The travel agent looked me as I tottered across to her desk. “Wherever you’re going, use a wheel chair at the airports,” she said. “And get one for your wife at the same time!”
I was horrified. Wheelchairs are for the…, you know, ex-walkers, has-beens, washed ups. Not for me. I still walk. It may look funny and it hurts like hell, but I walk. Of course her suggestion became an instant family war cry: “If you insist on travelling to Australia you have to use wheelchairs in the airports!”
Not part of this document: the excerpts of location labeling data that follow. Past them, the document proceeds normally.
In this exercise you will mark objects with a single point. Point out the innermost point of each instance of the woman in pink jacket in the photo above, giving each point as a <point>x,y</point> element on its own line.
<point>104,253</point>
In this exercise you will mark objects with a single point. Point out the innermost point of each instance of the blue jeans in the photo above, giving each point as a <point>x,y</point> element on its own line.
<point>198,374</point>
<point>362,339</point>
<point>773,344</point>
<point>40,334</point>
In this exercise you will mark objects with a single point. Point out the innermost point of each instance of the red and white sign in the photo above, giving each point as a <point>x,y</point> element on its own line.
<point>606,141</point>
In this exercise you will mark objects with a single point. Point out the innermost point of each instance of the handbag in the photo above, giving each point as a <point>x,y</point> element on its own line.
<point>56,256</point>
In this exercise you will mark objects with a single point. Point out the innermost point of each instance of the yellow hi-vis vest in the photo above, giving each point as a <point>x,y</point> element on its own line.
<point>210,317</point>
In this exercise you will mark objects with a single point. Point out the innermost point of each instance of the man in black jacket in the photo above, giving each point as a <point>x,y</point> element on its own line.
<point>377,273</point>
And so it was. And it turned out to be the best thing we did on this trip. Some invisible notation on our computerized booking set things in motion. At every airport the counter agent took one look at her computer, sent out a magic signal and in a flash, help was at our side, gripping our elbows as though we were about to fall over.

The system worked like a dream. We sailed along secret passageways, took unknown shortcuts and went through ‘entry-forbidden’ doors. We found ourselves in ‘staff only’ elevators and careened around airports like two oldies on their last legs. People scooted out of the way, glanced at us and whispered “Shame, just look at them,” as we glided past with averted eyes. We hardly slowed down for passport control where the lines looked as though they had been there for years; our pushers hit the brakes at security and gave the armed men a split second to look at us and decide we were long past terrorism; in the departure lounges we were seated in the front row and laughed all the way along the boarding sleeves as our wheelchairs led the other passengers onto the planes. Of course we made sure no one saw us smiling. The wheel chair service was so good that some of our ‘pushers’ actually thanked us for letting them help us!

With all this special treatment my back behaved as though it was born to the noble art of classy air travel. It is hard at work now on a scheme to get us upgraded from cattle-class to first-class. Wheelchairs? It’s the only way to travel!